第13章 ふたりの軌跡
だから心のその三を聞いた時、風丸は確信した。花織がいてくれれば俺はもっと速くなれる。俺はひとりじゃないから強くなれる。守るべきものがすぐそばにあるから俺は成長できるのだと。
「花織、俺は花織が好きだ。これからもずっと花織を守っていくと誓うよ、だから」
風丸はそっと花織の左手の小指に何かを通した。花織が視線を落として自らの手を見つめる。彼女の小指には可愛らしい細いリングの指輪が嵌められていた。
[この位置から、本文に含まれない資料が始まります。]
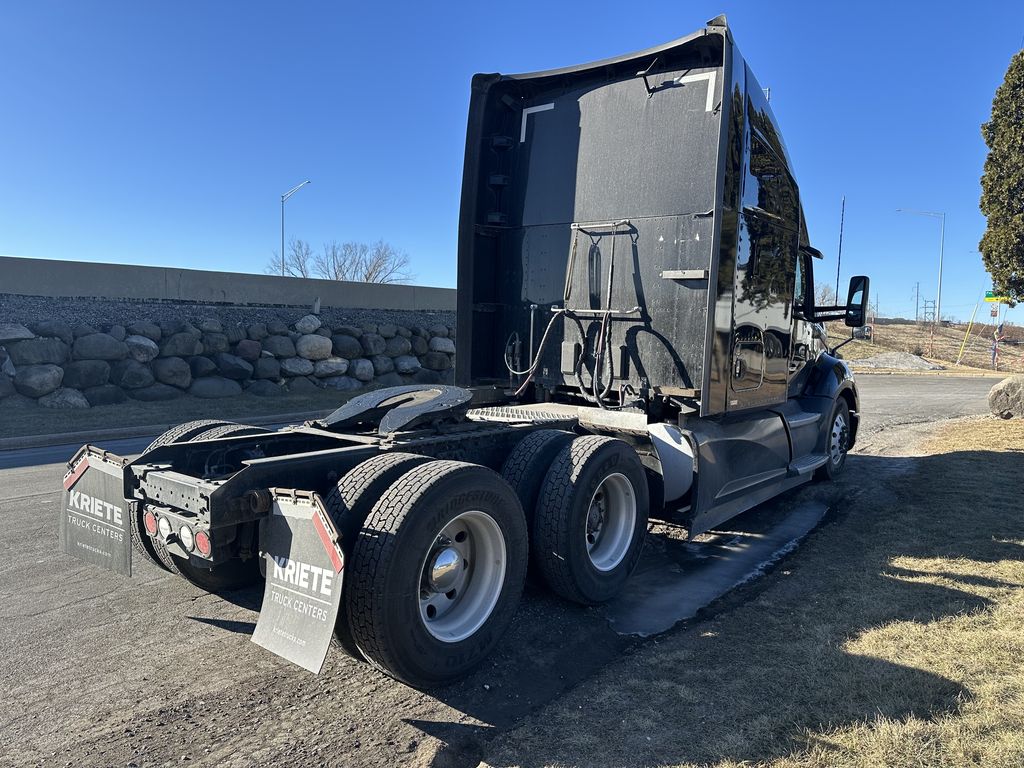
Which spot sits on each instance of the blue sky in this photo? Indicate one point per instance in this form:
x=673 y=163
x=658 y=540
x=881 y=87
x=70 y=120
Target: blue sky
x=165 y=132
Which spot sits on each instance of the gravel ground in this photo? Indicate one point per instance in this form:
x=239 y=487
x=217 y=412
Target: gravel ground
x=896 y=361
x=29 y=309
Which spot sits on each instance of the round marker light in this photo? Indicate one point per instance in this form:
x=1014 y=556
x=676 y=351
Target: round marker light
x=187 y=538
x=203 y=544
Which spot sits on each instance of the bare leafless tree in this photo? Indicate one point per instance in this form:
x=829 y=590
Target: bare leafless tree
x=298 y=260
x=359 y=262
x=356 y=262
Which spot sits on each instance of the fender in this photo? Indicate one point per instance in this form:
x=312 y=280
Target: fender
x=832 y=378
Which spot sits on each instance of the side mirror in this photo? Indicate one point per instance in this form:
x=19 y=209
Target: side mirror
x=856 y=301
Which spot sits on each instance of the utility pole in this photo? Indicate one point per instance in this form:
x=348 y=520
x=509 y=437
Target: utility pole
x=839 y=261
x=284 y=199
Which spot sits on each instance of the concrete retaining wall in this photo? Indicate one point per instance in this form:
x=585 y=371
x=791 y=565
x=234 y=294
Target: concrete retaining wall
x=77 y=279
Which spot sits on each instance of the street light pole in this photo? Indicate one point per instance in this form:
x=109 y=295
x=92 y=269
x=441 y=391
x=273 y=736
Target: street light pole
x=284 y=198
x=942 y=242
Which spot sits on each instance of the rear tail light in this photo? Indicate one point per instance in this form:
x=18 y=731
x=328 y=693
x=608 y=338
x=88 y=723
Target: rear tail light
x=186 y=538
x=203 y=544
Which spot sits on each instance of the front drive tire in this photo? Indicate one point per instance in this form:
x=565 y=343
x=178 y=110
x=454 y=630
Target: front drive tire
x=591 y=519
x=837 y=441
x=436 y=572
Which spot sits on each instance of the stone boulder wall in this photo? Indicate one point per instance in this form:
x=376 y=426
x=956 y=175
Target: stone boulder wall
x=1006 y=399
x=64 y=365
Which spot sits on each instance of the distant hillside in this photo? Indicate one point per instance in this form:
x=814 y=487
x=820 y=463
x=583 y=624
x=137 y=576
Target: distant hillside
x=943 y=348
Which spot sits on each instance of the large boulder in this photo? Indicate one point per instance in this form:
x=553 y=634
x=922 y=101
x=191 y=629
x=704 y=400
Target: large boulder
x=36 y=381
x=145 y=328
x=202 y=366
x=181 y=344
x=276 y=328
x=407 y=364
x=213 y=343
x=296 y=367
x=346 y=346
x=313 y=347
x=397 y=346
x=360 y=369
x=280 y=346
x=442 y=344
x=173 y=371
x=249 y=350
x=382 y=365
x=257 y=331
x=264 y=388
x=99 y=347
x=266 y=368
x=13 y=332
x=62 y=398
x=141 y=348
x=105 y=394
x=156 y=393
x=232 y=367
x=215 y=386
x=236 y=333
x=330 y=367
x=54 y=329
x=302 y=385
x=37 y=351
x=307 y=325
x=373 y=344
x=85 y=374
x=420 y=345
x=131 y=375
x=1006 y=399
x=343 y=383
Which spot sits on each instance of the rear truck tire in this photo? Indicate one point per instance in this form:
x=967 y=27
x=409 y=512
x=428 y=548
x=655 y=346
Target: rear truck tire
x=349 y=503
x=437 y=571
x=591 y=519
x=235 y=573
x=837 y=441
x=526 y=465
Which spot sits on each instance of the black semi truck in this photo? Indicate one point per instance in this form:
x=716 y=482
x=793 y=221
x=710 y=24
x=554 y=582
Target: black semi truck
x=637 y=338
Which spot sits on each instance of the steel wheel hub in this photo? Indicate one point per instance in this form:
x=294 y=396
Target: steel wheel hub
x=462 y=577
x=840 y=438
x=610 y=520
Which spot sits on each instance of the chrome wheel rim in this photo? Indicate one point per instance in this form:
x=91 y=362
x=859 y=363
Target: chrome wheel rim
x=840 y=437
x=609 y=522
x=462 y=577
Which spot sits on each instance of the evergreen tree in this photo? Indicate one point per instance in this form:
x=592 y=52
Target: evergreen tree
x=1003 y=185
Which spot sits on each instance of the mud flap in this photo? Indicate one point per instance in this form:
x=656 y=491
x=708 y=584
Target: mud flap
x=95 y=522
x=304 y=565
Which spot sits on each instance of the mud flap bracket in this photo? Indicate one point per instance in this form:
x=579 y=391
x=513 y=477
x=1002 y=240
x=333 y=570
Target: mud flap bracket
x=304 y=564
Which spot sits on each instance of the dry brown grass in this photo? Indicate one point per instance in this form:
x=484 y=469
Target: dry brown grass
x=894 y=636
x=943 y=349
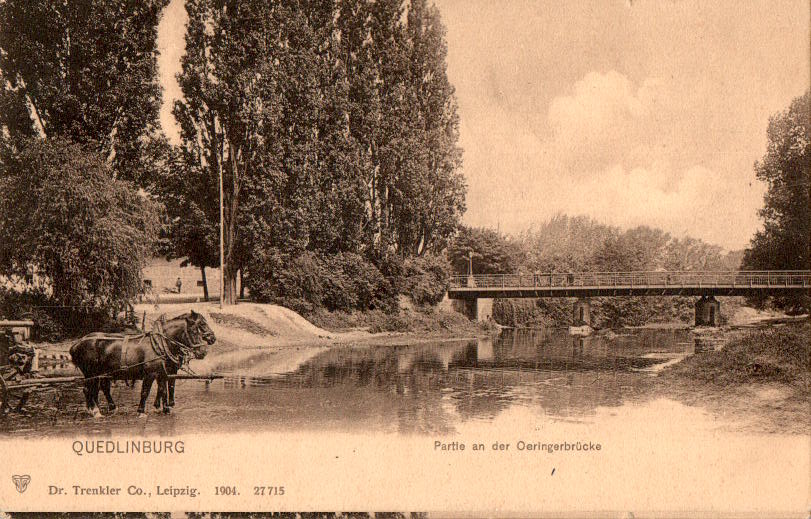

指輪には小さな青みがかった石が台座に嵌めこまれている。心のその三を聞いてから、風丸はずっと花織に贈る何かを探していた他のマネージャーに相談して、やっと彼女に似合いそうなこれを見つけた。
「これからも俺の傍にいてほしい。俺の隣にいて、一緒に戦ってほしい。もちろん、今日も」
「……一郎太くん」
こんなの、まるでプロポーズだ。と花織は頬を桃色に染める。胸の奥がじんわりと熱くなった。その言葉の喜びから溢れた涙がぽろぽろと頬を伝って流れ落ちる。花織は指輪を付けた左手でぎゅうっと自らの胸に下げた彼からの初めての贈り物を握りしめた。これ以上はない、今はこれ以上幸せな言葉はない。
こくりと首を縦に振った彼女の頬に手を触れて、風丸は微笑む。優しく涙を拭ってやると彼女の瞳と視線が交わった。花織が静かに目を閉じる。風丸はそれに答えるように彼女の頬に手を添えて優しく口づけを落とした。一瞬がまるで、永遠のように幸せだった。
風丸は花織の身体を強く抱きしめる。花織が風丸の胸に頭を預けた。彼女が贈ってくれたミサンガが、風丸が贈ってくれた指輪がふたりを強い絆で結びつける。今ならふたりでどこまででも走っていけそうな気がした。
「一緒に世界一になろう、花織」
風丸が花織に囁きかける。朝日が優しくふたりを照らし、包み込んだ。まるで祝福のように優しい光だった。